Along with an inventory of more than 60,000 books, an exuberant mix of Art Deco and Gothic Revival architectural styles makes the Livraria Lello one of the most famous bookstores in Europe. Rumored to have provided inspiration for author J.K. Rowling, who worked as an English teacher in Porto when writing the Harry Potter books, the bookstore is now visited by fans of the series from all over the world. In addition to books covering every nook and cranny, the century-old shop features a double helix staircase, a stained-glass skylight and a small café on the second floor.
Baroque exuberance is on full display at the 18th-century tower of the Igreja dos Clerigos, or Church of the Clergy. Designed by Italian painter and architect Nicolau Nasoni in 1754, the Torre dos Clerigos is a Porto landmark and a can’t-miss attraction. The ornate tower rises some 250 feet (76 meters) high, making it one of the tallest structures in Northern Portugal. Visitors who undertake the 255-step climb to the tower’s belfry are rewarded with panoramic views of the city and of the Duoro river estuary. Audio tours are available for an extra fee.
Many travelers to Porto begin their visit in the Ribeira, the medieval historic district located near the Duoro River. At the Praça da Ribeira, the narrow cobblestone streets spill out onto a scenic plaza where locals and tourists relax in the sun and enjoy views of the estuary. With its many seafood restaurants and taverns, the Ribeira Pier is a popular gathering spot too. It’s also a departure point for cruises on the river and for boat rides to the port wine cellars in Vila Nova de Gaia. For those traveling by foot or car, the Cais da Ribeira offers easy access to Dom Luis Bridge as well.

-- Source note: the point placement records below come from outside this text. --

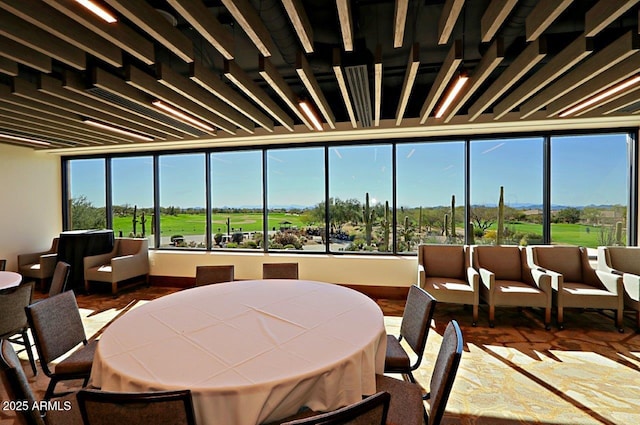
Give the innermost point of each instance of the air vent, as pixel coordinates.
(358, 80)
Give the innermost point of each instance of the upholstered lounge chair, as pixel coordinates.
(128, 259)
(575, 283)
(39, 265)
(507, 280)
(625, 262)
(445, 272)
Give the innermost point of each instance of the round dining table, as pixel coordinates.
(250, 351)
(9, 279)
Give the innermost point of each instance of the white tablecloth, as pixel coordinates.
(9, 279)
(250, 351)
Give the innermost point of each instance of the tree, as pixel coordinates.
(85, 216)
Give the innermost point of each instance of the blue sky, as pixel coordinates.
(585, 170)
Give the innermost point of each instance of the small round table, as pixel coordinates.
(9, 279)
(250, 351)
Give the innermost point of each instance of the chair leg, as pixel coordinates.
(27, 346)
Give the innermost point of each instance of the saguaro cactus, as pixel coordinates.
(367, 218)
(453, 216)
(500, 232)
(134, 220)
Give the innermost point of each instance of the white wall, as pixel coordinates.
(30, 195)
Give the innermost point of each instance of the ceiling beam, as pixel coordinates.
(22, 54)
(399, 22)
(301, 24)
(605, 80)
(210, 82)
(342, 84)
(120, 35)
(493, 18)
(249, 20)
(489, 62)
(118, 87)
(450, 12)
(449, 67)
(543, 15)
(599, 62)
(50, 20)
(150, 85)
(144, 16)
(409, 79)
(192, 91)
(377, 86)
(98, 110)
(24, 33)
(309, 80)
(530, 56)
(201, 18)
(346, 26)
(75, 83)
(557, 66)
(280, 86)
(604, 13)
(8, 67)
(241, 80)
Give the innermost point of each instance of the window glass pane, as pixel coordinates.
(516, 166)
(182, 201)
(132, 194)
(589, 190)
(295, 194)
(87, 194)
(430, 179)
(236, 199)
(358, 174)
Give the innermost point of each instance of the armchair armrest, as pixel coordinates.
(611, 281)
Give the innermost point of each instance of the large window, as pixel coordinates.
(236, 200)
(513, 169)
(132, 194)
(364, 198)
(295, 199)
(589, 190)
(86, 189)
(182, 201)
(360, 180)
(430, 194)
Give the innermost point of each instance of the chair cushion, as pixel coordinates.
(396, 357)
(406, 406)
(444, 261)
(503, 261)
(79, 362)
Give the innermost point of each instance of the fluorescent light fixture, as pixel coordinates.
(602, 95)
(181, 115)
(306, 108)
(118, 130)
(24, 139)
(98, 10)
(455, 90)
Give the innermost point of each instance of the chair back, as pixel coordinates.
(56, 326)
(16, 384)
(157, 408)
(448, 261)
(12, 303)
(280, 271)
(206, 275)
(444, 371)
(370, 411)
(60, 278)
(416, 319)
(505, 262)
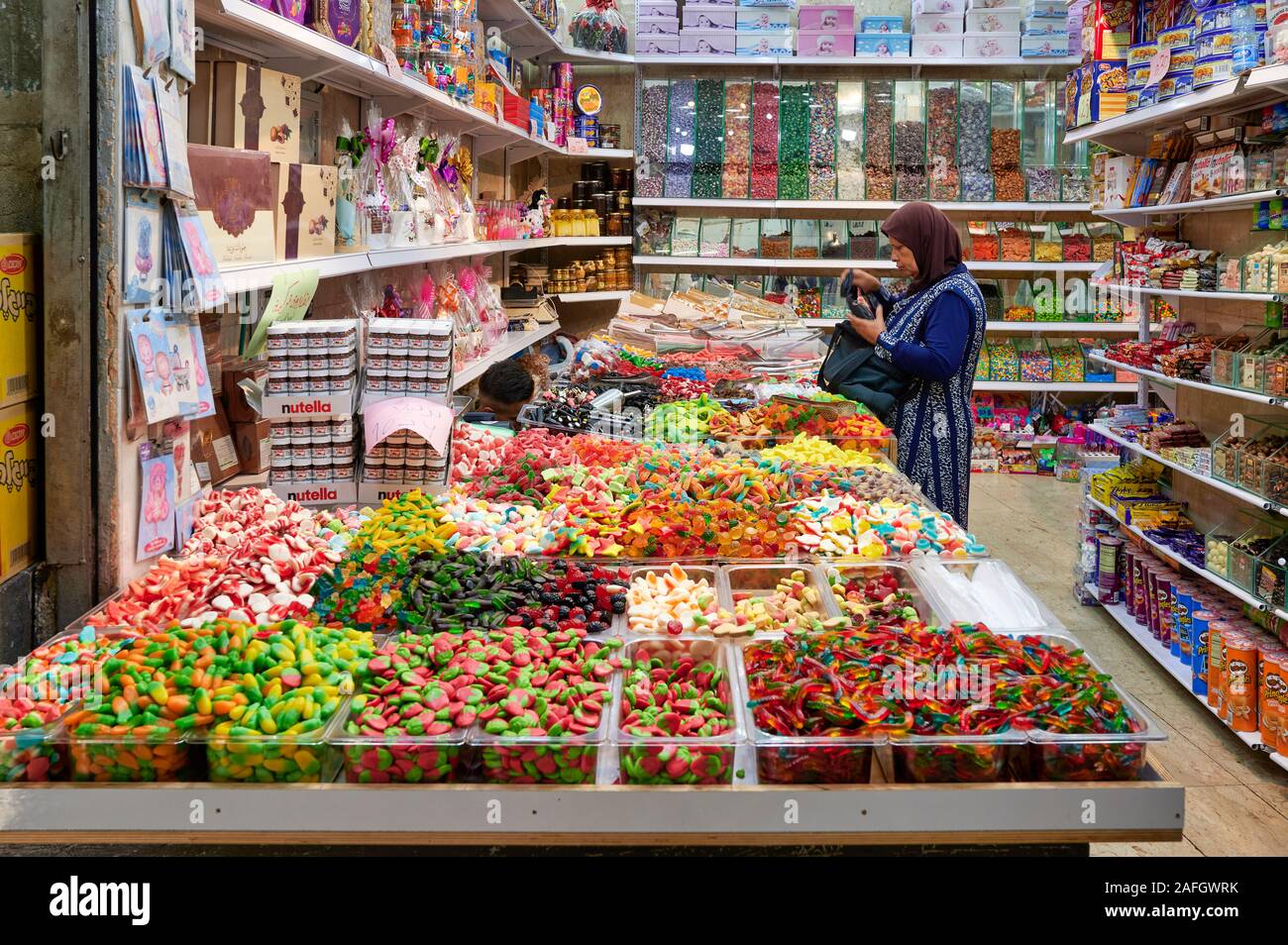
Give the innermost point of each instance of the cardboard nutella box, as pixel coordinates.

While technically its own city, Vila Nova de Gaia is situated just across the Douro from Porto and is woven into the city’s fabric both by a series of bridges as well as its shared history of port-wine making. The most popular tourist attraction in Gaia are the Port Wine Cellars, warehouses where the famous Port wine is stored. The Cellars are placed in Ribeira de Gaia, an area of the city located in the bank of River Douro opposite Porto. Ribeira de Gaia has also some excellent restaurants, particularly in Cais de Gaia. Even if you are not in visiting the cellars, you should visit Ribeira the Gaia in order to get some amazing views of Porto.